Siri has long been seen as lagging behind competitors in accuracy, flexibility, and usefulness, becoming a symbol of Apple’s slower pace in conversational AI. Investors and developers have increasingly questioned whether Apple’s cautious approach has cost it valuable ground in a market now defined by rapid iteration and scale.

At the same time, Apple is exploring how AI could extend beyond traditional devices. Separately, The Information reported that the company is developing an AI-powered wearable pin equipped with multiple cameras, microphones, a speaker, and wireless charging. The device, which could be released as early as 2027, would place Apple in a growing field of AI-first hardware experiments aimed at creating always-on, context-aware computing experiences.

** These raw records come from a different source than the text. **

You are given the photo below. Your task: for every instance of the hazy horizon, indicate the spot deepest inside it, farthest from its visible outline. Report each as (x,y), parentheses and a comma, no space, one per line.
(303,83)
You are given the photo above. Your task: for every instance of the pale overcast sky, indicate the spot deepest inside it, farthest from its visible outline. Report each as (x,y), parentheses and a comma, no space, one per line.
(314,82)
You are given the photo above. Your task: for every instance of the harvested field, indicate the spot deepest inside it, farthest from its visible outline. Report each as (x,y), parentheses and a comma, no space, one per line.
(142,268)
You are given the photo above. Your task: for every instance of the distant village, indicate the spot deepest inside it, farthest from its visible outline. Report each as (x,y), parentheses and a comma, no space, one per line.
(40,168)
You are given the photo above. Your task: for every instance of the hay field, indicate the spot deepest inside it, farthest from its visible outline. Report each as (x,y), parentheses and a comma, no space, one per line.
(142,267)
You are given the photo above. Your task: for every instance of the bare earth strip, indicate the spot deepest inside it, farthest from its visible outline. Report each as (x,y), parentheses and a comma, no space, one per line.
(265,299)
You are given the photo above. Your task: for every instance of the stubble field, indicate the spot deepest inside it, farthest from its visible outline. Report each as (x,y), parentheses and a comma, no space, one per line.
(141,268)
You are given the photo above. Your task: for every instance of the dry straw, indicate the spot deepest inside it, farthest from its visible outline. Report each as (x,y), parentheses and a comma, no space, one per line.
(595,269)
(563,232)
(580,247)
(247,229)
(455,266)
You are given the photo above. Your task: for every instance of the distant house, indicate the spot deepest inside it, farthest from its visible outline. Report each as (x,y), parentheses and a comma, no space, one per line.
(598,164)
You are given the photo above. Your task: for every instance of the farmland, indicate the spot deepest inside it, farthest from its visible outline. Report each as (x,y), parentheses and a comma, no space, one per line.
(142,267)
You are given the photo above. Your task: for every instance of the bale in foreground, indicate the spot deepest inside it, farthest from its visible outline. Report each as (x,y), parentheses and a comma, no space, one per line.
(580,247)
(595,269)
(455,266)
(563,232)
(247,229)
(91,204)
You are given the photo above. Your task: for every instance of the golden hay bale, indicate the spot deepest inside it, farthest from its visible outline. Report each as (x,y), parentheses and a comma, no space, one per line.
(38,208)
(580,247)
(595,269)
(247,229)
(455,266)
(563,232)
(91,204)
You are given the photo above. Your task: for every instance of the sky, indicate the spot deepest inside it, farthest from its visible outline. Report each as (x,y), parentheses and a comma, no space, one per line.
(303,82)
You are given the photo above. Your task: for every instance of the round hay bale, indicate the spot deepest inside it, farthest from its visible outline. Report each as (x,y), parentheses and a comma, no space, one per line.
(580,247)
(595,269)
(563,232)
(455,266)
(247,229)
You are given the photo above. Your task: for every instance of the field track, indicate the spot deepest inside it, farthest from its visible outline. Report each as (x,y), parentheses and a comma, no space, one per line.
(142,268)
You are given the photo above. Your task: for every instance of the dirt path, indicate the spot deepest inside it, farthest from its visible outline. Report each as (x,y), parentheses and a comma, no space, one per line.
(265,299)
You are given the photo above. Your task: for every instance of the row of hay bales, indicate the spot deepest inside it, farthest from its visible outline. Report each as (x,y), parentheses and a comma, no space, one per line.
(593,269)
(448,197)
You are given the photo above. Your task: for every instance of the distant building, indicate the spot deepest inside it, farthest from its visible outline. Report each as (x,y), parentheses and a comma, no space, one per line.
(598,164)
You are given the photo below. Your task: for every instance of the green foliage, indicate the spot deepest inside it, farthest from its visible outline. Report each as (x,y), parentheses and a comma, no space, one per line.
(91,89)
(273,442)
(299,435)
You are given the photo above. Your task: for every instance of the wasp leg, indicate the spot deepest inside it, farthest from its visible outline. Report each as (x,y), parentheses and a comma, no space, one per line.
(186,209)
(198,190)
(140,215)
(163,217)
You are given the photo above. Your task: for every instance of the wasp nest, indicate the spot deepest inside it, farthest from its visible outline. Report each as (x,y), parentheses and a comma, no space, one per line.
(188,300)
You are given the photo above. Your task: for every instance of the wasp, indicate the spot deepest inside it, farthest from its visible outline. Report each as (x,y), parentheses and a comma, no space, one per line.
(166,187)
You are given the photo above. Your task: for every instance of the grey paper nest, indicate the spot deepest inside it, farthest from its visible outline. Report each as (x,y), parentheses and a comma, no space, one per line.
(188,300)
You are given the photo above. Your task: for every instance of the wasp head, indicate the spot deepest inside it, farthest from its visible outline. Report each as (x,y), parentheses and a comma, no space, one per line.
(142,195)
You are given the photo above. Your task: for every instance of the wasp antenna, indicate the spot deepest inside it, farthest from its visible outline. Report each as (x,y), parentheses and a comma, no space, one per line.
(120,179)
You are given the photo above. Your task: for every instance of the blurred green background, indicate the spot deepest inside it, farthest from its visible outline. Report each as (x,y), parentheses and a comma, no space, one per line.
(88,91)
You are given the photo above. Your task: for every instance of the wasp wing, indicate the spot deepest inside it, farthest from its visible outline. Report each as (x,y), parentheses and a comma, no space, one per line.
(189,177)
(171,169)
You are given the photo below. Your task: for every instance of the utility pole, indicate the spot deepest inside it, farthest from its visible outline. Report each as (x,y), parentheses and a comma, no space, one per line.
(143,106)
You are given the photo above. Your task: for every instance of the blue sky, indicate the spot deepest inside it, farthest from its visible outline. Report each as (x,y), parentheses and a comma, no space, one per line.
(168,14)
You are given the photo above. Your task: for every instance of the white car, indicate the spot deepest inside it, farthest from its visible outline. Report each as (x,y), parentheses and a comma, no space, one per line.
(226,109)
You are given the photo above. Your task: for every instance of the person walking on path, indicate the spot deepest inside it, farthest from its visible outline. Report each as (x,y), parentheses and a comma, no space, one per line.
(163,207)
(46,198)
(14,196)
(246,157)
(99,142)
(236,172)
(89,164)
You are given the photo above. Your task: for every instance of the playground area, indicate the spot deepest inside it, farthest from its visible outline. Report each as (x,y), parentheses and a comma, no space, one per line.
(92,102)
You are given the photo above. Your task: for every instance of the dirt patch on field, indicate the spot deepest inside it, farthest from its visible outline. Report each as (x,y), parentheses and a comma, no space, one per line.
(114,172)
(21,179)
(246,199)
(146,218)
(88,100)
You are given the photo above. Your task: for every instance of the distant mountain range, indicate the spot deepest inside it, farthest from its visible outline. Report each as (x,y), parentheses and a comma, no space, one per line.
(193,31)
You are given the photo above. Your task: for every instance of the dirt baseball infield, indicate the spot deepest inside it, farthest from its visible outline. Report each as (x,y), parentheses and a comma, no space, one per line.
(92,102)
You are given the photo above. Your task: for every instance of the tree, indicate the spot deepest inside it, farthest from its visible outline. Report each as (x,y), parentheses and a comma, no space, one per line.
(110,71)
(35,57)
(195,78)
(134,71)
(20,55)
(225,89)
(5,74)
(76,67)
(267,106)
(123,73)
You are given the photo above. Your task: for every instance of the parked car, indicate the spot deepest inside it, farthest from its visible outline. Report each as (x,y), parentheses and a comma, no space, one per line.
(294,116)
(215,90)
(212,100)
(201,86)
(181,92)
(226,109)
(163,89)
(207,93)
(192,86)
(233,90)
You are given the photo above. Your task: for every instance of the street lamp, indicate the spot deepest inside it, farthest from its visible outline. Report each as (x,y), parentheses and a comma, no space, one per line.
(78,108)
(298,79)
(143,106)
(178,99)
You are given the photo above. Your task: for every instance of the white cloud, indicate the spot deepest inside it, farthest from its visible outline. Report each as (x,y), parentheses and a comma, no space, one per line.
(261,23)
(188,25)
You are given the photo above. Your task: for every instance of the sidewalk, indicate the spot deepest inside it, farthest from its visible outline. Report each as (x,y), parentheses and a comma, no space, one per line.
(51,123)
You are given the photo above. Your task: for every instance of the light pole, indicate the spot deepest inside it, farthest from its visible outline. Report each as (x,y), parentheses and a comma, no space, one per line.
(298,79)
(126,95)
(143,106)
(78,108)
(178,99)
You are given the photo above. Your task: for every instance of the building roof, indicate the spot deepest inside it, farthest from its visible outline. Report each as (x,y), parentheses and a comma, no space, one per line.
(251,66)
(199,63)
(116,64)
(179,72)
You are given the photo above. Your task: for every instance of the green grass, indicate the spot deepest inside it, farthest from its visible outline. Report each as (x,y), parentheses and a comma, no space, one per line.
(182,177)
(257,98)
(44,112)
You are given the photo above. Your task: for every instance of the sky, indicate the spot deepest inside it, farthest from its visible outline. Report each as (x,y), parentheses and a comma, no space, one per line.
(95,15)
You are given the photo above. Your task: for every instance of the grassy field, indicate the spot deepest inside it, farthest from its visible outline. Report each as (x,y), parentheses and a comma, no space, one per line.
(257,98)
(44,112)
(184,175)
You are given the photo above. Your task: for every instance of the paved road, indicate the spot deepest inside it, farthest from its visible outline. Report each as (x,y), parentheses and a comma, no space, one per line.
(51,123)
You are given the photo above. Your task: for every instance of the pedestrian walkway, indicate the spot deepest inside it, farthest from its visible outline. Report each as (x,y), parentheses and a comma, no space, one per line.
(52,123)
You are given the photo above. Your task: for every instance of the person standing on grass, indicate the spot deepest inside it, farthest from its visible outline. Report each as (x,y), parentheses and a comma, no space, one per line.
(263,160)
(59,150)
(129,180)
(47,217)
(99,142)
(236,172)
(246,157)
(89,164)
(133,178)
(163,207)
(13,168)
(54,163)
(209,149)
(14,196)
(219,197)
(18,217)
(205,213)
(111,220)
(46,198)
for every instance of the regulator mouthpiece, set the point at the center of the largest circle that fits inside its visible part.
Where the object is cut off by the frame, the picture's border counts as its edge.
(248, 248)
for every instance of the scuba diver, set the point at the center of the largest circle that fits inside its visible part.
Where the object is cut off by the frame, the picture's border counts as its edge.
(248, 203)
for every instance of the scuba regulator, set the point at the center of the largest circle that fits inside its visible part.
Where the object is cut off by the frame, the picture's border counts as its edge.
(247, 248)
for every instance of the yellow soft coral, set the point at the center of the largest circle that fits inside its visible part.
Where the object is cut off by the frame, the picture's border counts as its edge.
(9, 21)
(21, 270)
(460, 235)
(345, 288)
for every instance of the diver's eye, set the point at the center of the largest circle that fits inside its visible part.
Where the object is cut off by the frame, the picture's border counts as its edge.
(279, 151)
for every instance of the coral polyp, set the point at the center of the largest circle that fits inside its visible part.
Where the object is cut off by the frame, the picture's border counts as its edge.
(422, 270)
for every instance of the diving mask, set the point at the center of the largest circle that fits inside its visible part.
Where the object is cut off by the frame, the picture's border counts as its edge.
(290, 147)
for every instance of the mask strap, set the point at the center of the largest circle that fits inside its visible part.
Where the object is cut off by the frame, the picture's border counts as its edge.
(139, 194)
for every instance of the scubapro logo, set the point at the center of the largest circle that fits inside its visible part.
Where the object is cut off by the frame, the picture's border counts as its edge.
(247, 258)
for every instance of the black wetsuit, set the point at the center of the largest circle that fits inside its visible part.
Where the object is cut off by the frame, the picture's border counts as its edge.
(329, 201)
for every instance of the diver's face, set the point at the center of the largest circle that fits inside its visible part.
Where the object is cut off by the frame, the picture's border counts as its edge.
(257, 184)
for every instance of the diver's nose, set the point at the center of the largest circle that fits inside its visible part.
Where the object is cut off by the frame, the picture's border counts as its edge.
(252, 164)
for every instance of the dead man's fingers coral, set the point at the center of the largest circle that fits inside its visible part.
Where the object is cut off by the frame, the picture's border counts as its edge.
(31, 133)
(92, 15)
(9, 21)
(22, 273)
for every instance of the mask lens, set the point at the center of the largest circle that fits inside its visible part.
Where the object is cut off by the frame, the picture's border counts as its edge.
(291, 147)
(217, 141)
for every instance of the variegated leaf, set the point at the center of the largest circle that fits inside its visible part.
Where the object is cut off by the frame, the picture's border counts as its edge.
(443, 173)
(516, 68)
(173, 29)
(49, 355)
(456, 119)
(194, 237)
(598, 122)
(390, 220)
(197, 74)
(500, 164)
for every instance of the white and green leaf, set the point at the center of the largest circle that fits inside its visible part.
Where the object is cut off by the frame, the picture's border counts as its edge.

Taken together, the Siri overhaul and the reported wearable project suggest Apple is entering a more aggressive phase in its AI strategy. The company appears increasingly open to partnerships and bolder product shifts as it seeks to reposition itself alongside, rather than behind, its Big Tech peers.

This also means that Campos is not just a software update for Apple. It is a test of whether the company can adapt its tightly controlled ecosystem to a world where AI-driven interfaces are becoming the primary way users interact with technology, while still preserving the reliability, integration, and user trust that have long underpinned its business.